Dans l’atelier Madoura, il redécouvre avec fascination un
art local en déclin. En moins d’un an, il crée près de 2000 pièces,
redynamisant l’artisanat de Vallauris. La ville devient un haut lieu
artistique, et ses poteries des objets cultes pour les touristes de la Côte
d’Azur.
Au fil des années 1950, le 25 octobre — date de naissance de
l’artiste — devient fête populaire. Une corrida sans mise à mort clôt les
célébrations de celui qu’on appelle ici « Don Pablo ». La tradition
s’interrompt, mais ressuscite aujourd’hui sous le nom de Fête Picasso.
Picasso n’est pas un inconnu de la région : dès les années 1920, il visite la Côte d’Azur en touriste. Mais c’est après la guerre, membre du Parti communiste, qu’il s’y installe durablement. À plus de 60 ans, il ne cherche plus à dissimuler sa calvitie, mais continue de courir les jeunes femmes. « Pablo a des besoins sexuels démesurés », dira Françoise Gilot, sa compagne.
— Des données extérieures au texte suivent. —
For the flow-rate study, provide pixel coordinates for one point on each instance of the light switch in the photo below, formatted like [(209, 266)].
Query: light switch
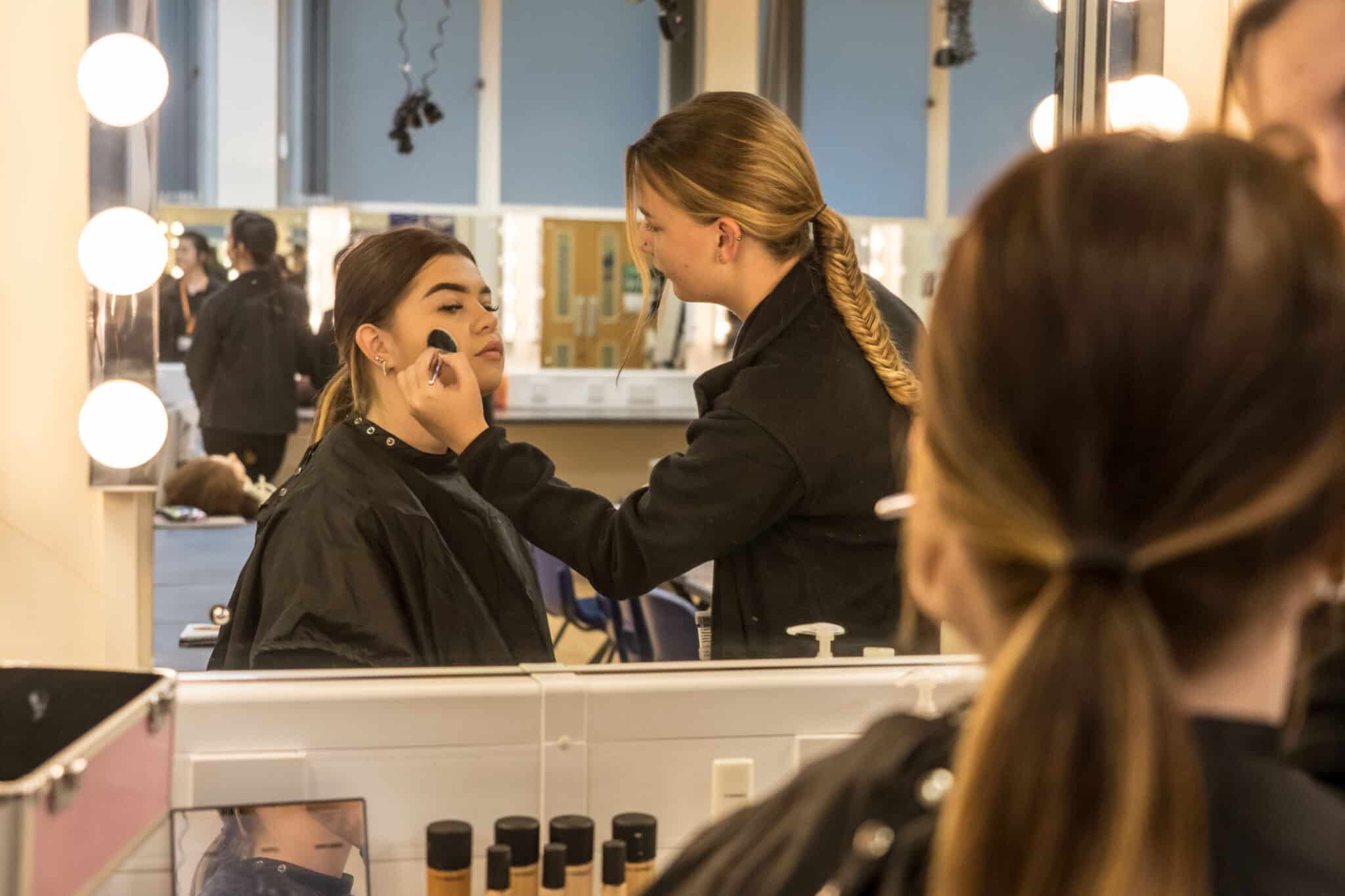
[(732, 782)]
Ce désir obsessionnel imprègne son œuvre tardive, jugée par
certains critiques plus lubrique que lumineuse. Les tableaux de cette époque
montrent des corps noués, des scènes d’amour frénétiques, loin du cri désespéré
de Guernica (1937), souvent considéré comme son dernier chef-d’œuvre universel.
A Vallauris, il entame une liaison avec Geneviève Laporte,
17 ans, venue l’interviewer pour un journal scolaire. Françoise découvre la
trahison et le quitte en 1953. Picasso ne lui pardonnera jamais. Il
instrumentalise leurs enfants dans une stratégie de vengeance affective et
affectera jusqu’à la suite de leur vie.
Dans les années 1960, il s’installe à la Villa La Californie
avec Jacqueline Roque. En 1961, il prend tout le monde de court : alors que
Françoise entame un divorce avec Luc Simon, il épouse en secret Jacqueline,
scellant la rupture définitive avec la mère de ses enfants. Il finit ses jours
dans la Villa Nôtre-Dame-de-Vie à Mougins.
A sa mort, le 8 avril 1973, la fracture familiale est telle qu’aucun de ses enfants ou petits-enfants n’est autorisé à assister à ses obsèques. Son petit-fils Pablito tente de se suicider, et meurt quelques mois plus tard. Paulo, son fils, disparaît en 1975, rongé par les excès. Marie-Thérèse Walter, son ancienne muse, se pend en 1977. En 1986, Jacqueline Roque met fin à ses jours.